Social media platforms become the new QVC for Millennials and Gen Z

Influencers are the new storefront, but social commerce is no longer just about adding a shopping cart on a platform. It won’t be just a transaction but instead will become an entire shopping experience. We already saw Amazon, YouTube and Pinterest add live shopping features to their platforms, and the most advanced brands will invest more budget and resources toward creating authentic retail experiences on social media such as live streaming. 

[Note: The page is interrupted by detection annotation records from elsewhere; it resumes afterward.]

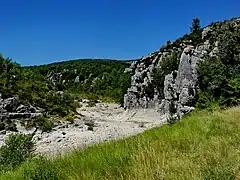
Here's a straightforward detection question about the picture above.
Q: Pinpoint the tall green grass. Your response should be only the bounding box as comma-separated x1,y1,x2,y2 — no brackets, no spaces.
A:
0,107,240,180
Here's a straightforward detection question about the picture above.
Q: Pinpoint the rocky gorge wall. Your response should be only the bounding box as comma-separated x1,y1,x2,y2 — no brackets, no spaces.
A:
124,24,218,119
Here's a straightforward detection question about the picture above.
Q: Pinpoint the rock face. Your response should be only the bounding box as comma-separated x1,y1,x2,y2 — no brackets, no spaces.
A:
0,94,43,131
124,24,218,119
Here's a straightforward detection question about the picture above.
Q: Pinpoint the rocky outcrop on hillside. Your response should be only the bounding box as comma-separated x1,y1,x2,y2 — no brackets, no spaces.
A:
124,19,231,119
0,94,42,131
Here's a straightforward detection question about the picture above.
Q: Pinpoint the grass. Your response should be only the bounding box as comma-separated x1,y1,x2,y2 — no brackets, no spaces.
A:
0,107,240,180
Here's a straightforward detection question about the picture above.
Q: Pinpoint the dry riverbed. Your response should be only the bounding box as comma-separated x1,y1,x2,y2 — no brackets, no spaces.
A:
0,103,166,156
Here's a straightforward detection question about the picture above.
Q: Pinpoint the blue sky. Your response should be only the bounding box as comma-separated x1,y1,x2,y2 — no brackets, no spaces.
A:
0,0,240,65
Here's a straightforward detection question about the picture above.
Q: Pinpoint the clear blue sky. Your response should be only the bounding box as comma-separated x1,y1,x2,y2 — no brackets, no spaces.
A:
0,0,240,65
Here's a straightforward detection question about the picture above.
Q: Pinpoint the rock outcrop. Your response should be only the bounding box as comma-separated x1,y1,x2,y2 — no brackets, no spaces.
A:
0,94,43,131
124,22,222,119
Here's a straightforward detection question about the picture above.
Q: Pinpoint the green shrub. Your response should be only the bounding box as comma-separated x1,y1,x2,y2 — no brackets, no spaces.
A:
0,134,34,171
24,157,63,180
65,115,74,123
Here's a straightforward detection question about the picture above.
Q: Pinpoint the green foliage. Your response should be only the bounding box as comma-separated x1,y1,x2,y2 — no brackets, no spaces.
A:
24,157,63,180
26,59,131,102
0,134,34,171
198,22,240,108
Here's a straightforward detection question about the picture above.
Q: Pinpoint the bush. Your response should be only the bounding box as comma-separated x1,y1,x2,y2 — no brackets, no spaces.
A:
0,134,34,171
24,157,63,180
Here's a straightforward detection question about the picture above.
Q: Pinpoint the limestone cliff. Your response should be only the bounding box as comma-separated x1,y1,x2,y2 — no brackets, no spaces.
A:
124,18,240,119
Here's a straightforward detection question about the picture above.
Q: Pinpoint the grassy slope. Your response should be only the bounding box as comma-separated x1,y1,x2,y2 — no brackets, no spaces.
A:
0,107,240,180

Influencers will make more money off-platform

TikTok rose to fame at just the right moment before the pandemic and experienced a decade’s worth of growth in just a few years. As Instagram adjusted its algorithm and favored TikTok-like content to compete, Instagram loyalists wondered why their engagement numbers dropped drastically and why they were still fueling a platform that was no longer serving them. 

Meanwhile, BIPOC creators continued to experience discrimination and shadow bans during the BLM reckoning, as well as empty platitudes from brands to do better, leaving more BIPOC creators to abandon the Instagram ship. Patagonia and other mission-driven brands have abandoned advertising on Facebook and continue to boycott Facebook in light of the unsurprising yet equally disturbing allegations tied to the Facebook Papers. These tensions between creators, brands, and platforms are leading to a platform-agnostic future, where followers subscribe or pay for content directly with influencers and creators. 

Consumer attention will migrate away from ad-supported platforms to paywalled content, so brands will need to divert advertising budget toward long-term influencer partnerships divorced from a specific platform. It’s why companies like Stripe are enabling influencers to more easily earn money. There will always be the next TikTok and changing algorithms, but we’ve seen that audiences will indeed follow their favorite creators wherever they go. The medium is not the message. The creator is.

As measurement tools improve, influencer marketing campaigns will need to deliver on direct sales

In recent years, influencer marketing has been seen as a tool to raise brand awareness or grow a brand following on social media. But technology integrations have improved affiliate/referral tracking, which can now pinpoint exactly which influencers and campaigns are converting to sales – both online and in-store. As a result, brand and e-commerce teams will have specific sales KPIs for influencer marketing – and will no longer be able to operate in silos. 

Influencers working with global brands won’t talk to multiple people across multiple teams to create content and get paid for their sales. Brand teams will find tools that integrate their marketing, e-commerce, and finance teams as well as influencers, to streamline the process and collect quantitative data on the performance of their influencer campaigns.